In 2015, ISO changed the wording of this rule to allow fabrication personnel to audit their own work. With this ruling, key managers and supervisors on the shop floor became “deputized” members of the audit team. “Not only does this put more pairs of eyes on our work, but it involves those most familiar with the best practices of each department,” Keller said. “This increases the chances that a small glitch can be remedied before it grows into a major problem.” Normally, supervisors will step in to correct problems within 24 hours of a red tag (part fail) notification.
Proactive and Reactive Measures
Basically, an audit begins with a review of the protocols and procedures for each process involved in making the part. This is to confirm that all best practices are being followed. It’s also important to review the procedures to see if something has changed in the process and new measures need to be implemented.

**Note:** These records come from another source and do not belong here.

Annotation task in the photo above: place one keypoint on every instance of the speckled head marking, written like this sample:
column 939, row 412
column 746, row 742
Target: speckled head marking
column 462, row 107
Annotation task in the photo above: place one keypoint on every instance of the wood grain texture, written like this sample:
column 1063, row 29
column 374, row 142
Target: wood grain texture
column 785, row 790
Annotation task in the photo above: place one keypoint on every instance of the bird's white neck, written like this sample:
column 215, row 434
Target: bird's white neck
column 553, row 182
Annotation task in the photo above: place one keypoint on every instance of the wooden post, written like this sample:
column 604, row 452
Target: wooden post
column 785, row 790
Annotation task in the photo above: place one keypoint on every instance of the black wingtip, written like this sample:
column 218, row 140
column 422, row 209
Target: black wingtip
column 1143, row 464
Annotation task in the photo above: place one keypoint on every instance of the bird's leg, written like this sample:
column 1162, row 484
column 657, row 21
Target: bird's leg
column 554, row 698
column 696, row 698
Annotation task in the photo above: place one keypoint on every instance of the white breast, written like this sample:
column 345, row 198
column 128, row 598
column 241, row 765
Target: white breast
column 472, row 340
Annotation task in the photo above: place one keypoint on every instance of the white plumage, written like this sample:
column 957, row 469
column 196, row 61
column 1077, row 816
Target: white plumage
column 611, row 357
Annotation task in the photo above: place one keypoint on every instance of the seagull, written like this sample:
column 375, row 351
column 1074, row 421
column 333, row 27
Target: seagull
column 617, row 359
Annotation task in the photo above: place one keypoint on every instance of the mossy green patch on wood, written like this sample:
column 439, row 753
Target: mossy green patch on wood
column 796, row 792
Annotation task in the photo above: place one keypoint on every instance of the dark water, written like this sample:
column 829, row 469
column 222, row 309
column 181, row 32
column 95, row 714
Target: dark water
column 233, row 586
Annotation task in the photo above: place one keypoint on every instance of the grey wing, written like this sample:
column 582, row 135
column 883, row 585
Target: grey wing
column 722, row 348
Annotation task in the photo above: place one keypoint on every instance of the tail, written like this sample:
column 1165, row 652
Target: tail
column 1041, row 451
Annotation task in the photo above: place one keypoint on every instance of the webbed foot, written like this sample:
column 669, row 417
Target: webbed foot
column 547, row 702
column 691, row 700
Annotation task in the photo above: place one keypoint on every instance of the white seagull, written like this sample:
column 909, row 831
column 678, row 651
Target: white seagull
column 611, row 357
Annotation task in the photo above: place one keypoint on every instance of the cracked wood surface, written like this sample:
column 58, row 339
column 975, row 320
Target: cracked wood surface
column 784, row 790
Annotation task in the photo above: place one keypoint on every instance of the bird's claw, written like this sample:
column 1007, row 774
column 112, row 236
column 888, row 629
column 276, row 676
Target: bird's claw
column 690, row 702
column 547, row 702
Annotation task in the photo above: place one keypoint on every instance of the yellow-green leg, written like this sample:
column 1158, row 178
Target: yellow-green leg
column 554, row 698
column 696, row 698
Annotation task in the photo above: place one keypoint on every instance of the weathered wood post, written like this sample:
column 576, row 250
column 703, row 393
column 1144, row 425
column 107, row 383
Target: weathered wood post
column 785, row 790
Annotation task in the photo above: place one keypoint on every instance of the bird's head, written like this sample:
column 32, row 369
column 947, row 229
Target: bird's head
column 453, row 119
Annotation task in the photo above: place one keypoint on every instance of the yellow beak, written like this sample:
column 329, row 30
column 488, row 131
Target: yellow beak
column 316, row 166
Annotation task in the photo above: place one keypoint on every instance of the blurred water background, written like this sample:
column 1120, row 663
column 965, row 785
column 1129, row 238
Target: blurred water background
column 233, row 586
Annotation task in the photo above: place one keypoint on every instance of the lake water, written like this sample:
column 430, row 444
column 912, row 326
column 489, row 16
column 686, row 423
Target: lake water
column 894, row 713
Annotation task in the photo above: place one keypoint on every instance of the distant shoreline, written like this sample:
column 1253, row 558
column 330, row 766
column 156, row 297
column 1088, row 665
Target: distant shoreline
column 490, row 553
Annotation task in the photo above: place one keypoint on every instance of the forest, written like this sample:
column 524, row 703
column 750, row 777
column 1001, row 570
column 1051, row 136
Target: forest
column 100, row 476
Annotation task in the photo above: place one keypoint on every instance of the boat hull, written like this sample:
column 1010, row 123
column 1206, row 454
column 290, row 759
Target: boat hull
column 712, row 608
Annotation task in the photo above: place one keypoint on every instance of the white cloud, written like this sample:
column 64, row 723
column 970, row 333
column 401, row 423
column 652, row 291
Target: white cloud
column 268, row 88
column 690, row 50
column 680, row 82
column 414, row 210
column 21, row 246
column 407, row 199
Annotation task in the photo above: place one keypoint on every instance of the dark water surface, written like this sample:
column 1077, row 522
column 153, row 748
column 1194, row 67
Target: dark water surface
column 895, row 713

Keller and his Quality Control Team are constantly watching data generated by the shop to monitor our level of quality. Data from ERP, scrap rates and efficiency ratings are examples. Fluctuations will trigger an audit. This is how they identify areas of high exposure to risk.
But anomalies can also occur which aren’t reflected in the data and a bad part can slip through. “We usually find out about these through an external complaint or when a work station “red-tags” a part from a position upstream as not meeting quality standards,” Keller said. “That also initiates an audit.”
The problem could be the operator doesn’t understand the procedure, it’s been too long since they were trained or they are just not observing the rules. In this case, the operator may need to be re-trained. Regardless of their performance, all operators are re-trained annually to make sure they are up to speed on the latest best practices pertaining to their stations and duties (forklift driving, welding training, defect identification, gauge maintenance, etc.). To help ensure understanding, classes are held in English and Spanish.
“The audit may also reveal circumstances we can’t control, so we have to find a way to mange the risk,” Keller said. “For instance, humidity is always a problem, so procedures are in place to prioritize lead times for parts that are prone to rust, or we come up with measures to preserve the parts.”
Another example was the splatter and undercuts that commonly occur with manual welding. These concerns can easily create red tags that slow up the process to a complete part. With an audit in place, these issues came to light faster, allowing us to address them in a timely manner. Putting a robotic welding cell in place remedied the situation with weld quality, not to mention faster processing time for parts that require a lot of welding.
Keeping Quality Levels High
The results of audits are presented to the management team at a monthly meeting. A reason for the error is found and the problem is corrected 92% of the time. To put this into perspective, only 90 parts out of every one million shipped do not meet our quality standards. It may be possible to bring this number down to zero, but the cost in time and effort would be prohibitive. That number is even more amazing when you realize our business is growing, which increases the opportunities for errors to occur. Thanks to Matt Keller, his Quality Control Team and all the shop floor “deputies” for their constant vigilance in keeping our level of success so high.